Record Revenue and Improved Margins
Fiscal 2025 total revenue of $726,000,000 and fourth-quarter consolidated non-GAAP gross margin improved to 80% (vs. 79% a year ago). Company reported highest gross margins in its history and is targeting a five-percentage-point margin improvement vs. 2024 (76% non-GAAP) by 2030.
EXPAREL Q4 Sales and Volume Growth
Fourth-quarter EXPAREL sales of $155.8M vs. $147.7M in Q4 2024 (~+5.5% revenue), with volume growth of approximately +7% year-over-year in Q4 driven by broader payer coverage and commercial initiatives.
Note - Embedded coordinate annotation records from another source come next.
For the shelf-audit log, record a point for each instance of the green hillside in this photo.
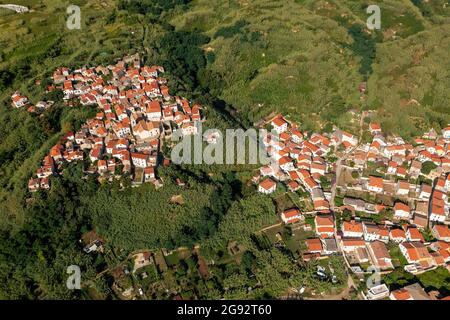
(242, 60)
(307, 58)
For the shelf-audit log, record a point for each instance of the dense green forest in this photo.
(242, 60)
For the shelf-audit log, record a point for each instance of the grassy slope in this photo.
(302, 59)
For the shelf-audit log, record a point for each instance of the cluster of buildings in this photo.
(136, 114)
(297, 162)
(300, 163)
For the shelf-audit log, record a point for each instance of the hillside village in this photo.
(367, 200)
(390, 193)
(136, 114)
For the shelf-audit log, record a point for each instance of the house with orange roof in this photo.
(411, 292)
(267, 186)
(352, 229)
(441, 232)
(279, 124)
(314, 245)
(397, 235)
(375, 184)
(413, 234)
(373, 232)
(324, 226)
(380, 255)
(292, 215)
(416, 253)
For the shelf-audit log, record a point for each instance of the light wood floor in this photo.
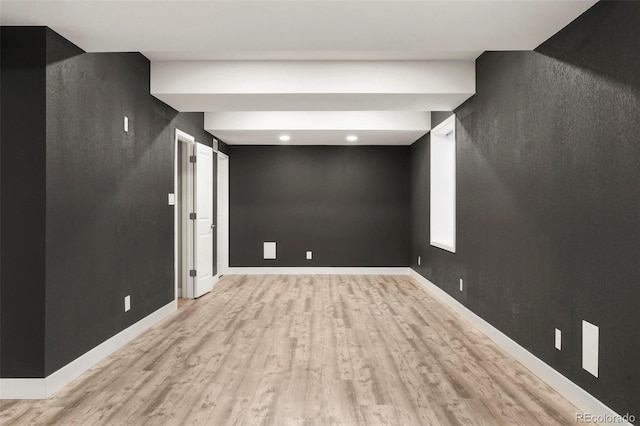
(305, 350)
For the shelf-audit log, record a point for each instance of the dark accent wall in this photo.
(22, 145)
(349, 205)
(548, 199)
(101, 192)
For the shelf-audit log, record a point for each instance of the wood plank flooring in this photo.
(305, 350)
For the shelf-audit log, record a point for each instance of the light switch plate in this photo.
(590, 347)
(269, 250)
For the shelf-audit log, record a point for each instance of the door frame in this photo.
(223, 228)
(183, 253)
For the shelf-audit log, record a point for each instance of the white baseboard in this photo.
(583, 400)
(45, 387)
(318, 271)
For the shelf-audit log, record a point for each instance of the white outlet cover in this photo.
(269, 249)
(590, 347)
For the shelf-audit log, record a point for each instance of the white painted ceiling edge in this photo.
(387, 59)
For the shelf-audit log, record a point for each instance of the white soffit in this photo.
(375, 67)
(313, 85)
(298, 29)
(319, 127)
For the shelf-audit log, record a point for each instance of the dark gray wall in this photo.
(109, 227)
(109, 230)
(349, 205)
(22, 142)
(548, 199)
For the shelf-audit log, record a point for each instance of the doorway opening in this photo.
(223, 214)
(194, 221)
(183, 184)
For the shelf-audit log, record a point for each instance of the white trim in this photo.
(222, 220)
(178, 256)
(22, 389)
(439, 134)
(583, 400)
(44, 388)
(317, 271)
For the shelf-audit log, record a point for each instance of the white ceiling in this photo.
(333, 33)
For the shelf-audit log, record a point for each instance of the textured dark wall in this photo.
(548, 199)
(23, 202)
(349, 205)
(109, 227)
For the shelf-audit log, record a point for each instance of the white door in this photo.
(204, 223)
(223, 214)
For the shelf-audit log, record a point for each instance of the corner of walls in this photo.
(547, 203)
(23, 140)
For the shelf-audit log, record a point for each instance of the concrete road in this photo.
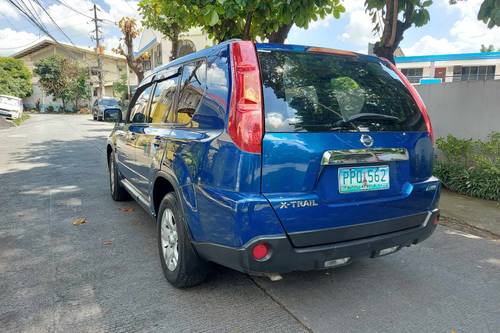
(105, 276)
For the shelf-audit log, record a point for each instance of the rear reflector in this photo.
(388, 250)
(337, 262)
(245, 117)
(416, 97)
(260, 251)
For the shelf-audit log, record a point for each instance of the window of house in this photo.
(163, 99)
(185, 47)
(191, 90)
(413, 74)
(473, 73)
(139, 112)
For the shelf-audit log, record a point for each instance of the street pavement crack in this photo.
(280, 304)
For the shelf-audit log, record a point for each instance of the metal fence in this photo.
(466, 109)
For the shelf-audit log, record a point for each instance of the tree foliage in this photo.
(489, 13)
(392, 18)
(168, 17)
(489, 48)
(63, 79)
(15, 78)
(130, 31)
(245, 19)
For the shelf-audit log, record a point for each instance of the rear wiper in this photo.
(367, 116)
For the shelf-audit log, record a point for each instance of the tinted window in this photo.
(322, 92)
(139, 112)
(108, 102)
(191, 90)
(162, 100)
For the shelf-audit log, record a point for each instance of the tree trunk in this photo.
(175, 45)
(280, 35)
(388, 51)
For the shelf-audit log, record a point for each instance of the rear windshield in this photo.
(314, 92)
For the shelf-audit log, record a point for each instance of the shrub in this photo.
(470, 167)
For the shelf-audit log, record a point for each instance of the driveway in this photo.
(105, 275)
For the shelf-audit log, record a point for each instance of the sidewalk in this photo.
(482, 214)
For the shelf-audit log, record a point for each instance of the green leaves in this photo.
(213, 18)
(15, 78)
(224, 19)
(470, 167)
(489, 13)
(62, 78)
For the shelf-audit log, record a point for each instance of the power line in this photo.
(82, 13)
(20, 46)
(30, 18)
(53, 21)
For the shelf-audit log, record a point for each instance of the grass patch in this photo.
(22, 119)
(470, 167)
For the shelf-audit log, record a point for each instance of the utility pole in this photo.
(98, 53)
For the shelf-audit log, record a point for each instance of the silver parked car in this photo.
(105, 107)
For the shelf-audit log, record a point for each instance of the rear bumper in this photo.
(286, 258)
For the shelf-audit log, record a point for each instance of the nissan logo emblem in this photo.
(366, 140)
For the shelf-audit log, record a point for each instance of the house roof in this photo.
(448, 57)
(45, 42)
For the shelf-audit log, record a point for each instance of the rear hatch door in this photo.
(345, 145)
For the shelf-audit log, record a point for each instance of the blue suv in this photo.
(270, 158)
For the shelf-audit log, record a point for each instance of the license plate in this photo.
(362, 179)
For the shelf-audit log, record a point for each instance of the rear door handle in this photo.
(157, 141)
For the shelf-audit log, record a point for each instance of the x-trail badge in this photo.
(366, 140)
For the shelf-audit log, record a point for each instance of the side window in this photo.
(192, 88)
(163, 99)
(139, 112)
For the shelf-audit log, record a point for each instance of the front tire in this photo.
(118, 193)
(180, 263)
Expanded Payer Coverage and Market Access
Ended 2025 with 102,000,000 lives covered for EXPAREL outside the surgical bundle (management noted this climbed to ~110,000,000 in early 2026), highlighting major commercial payer wins (Aetna, Cigna, TRICARE, Humana) and Medicare ASP+6% outpatient reimbursement.
Strategic Partnerships and Ex-U.S. Expansion
Signed major partnerships: LG Chem to commercialize EXPAREL in select Asia Pacific countries (South Korea, Thailand) with regulatory filings anticipated in 2026 and revenue expected to begin in 2027; J&J MedTech partnership now fully trained and expanding ZILRETTA reach in the U.S.
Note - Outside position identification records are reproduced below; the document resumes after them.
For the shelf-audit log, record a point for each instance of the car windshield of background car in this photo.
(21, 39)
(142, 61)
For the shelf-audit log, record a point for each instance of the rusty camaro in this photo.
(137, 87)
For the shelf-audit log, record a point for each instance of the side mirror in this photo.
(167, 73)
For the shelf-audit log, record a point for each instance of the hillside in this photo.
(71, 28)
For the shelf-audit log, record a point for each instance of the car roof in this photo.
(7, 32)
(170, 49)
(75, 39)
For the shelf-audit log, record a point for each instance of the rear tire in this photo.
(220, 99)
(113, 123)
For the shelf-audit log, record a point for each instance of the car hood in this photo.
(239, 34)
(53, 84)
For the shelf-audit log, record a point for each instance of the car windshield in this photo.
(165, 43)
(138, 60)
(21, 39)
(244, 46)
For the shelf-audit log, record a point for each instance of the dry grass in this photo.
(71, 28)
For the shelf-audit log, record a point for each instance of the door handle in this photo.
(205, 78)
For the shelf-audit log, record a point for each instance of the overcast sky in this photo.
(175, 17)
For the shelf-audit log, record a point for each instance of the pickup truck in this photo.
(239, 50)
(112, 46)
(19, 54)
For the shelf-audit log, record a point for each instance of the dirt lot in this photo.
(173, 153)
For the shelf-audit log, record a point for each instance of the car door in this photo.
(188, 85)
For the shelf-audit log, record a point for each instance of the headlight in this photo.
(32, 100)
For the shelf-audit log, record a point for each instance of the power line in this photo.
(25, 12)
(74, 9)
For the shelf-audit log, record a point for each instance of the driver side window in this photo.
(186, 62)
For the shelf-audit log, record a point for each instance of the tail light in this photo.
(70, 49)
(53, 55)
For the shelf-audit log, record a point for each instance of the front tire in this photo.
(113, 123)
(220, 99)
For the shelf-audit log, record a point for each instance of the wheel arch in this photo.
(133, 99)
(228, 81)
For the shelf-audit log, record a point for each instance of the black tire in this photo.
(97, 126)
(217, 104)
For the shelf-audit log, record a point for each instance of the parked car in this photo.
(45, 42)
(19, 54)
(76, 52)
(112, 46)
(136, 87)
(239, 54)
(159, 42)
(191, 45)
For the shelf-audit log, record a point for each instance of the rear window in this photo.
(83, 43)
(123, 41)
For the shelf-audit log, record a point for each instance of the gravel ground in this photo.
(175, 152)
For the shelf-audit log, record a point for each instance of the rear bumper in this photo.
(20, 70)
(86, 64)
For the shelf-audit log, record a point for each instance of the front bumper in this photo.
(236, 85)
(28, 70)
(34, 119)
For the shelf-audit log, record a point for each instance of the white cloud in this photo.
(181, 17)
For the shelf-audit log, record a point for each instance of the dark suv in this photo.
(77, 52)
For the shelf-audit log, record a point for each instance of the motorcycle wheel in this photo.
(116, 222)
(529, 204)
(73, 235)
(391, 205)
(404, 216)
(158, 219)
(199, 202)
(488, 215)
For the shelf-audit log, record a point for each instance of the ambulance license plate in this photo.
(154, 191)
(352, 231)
Strengthened IP and Litigation Outcome
Secured a volume-limited settlement with Fresenius providing EXPAREL runway visibility through 2039 and expanded IP estate to 21 patents across two families (up from a single patent at first Paragraph IV filing).
Progress on Pipeline with Near-Term Milestones
Advancing a data-rich phase: Phase II ASCEND Part A (PCRX-201) 52-week data expected end of year (49 patients enrolled); Part B to enroll ~90 patients starting midyear; interim analyses and top-line readouts for ZILRETTA shoulder OA and ioverao spasticity planned in 2026.
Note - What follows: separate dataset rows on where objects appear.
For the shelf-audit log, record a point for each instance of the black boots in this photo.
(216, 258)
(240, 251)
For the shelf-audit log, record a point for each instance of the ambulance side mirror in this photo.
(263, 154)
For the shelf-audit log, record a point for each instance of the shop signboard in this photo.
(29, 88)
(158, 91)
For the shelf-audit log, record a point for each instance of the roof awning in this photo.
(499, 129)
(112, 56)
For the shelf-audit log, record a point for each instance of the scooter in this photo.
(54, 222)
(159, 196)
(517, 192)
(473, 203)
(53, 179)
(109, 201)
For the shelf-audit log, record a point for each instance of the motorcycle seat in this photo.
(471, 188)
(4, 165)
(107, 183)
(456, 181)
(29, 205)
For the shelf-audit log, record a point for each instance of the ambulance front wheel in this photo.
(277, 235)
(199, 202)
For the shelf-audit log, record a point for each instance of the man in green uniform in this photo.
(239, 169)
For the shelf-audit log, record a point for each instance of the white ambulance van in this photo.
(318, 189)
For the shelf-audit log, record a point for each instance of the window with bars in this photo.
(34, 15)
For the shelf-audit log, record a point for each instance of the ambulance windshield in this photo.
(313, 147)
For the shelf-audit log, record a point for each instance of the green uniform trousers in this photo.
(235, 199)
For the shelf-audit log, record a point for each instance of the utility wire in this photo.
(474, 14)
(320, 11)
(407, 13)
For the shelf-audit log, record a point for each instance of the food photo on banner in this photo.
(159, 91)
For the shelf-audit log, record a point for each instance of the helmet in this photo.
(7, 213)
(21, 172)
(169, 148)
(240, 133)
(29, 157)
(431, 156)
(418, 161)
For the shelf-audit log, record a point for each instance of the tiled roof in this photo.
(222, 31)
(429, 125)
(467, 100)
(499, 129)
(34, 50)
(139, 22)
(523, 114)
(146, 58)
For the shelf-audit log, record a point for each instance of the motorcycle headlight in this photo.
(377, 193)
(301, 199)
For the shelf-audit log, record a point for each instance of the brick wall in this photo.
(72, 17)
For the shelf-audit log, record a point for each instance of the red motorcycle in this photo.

Cash Position and Shareholder Returns
Exited Q4 with $238,000,000 in cash and investments. Executed share repurchases (management referenced $150,000,000 of repurchases year-to-date, including $50,000,000 in Q4), retired ~2,000,000 shares and reduced outstanding shares to ~41,000,000; $150,000,000 remaining on buyback authorization.
Operational Manufacturing Improvements
Better-than-expected yields from new 200-liter EXPAREL facilities lowered per-unit costs and improved margins; management is adjusting production to hit inventory targets and expects steady margin increases via continuous improvement initiatives.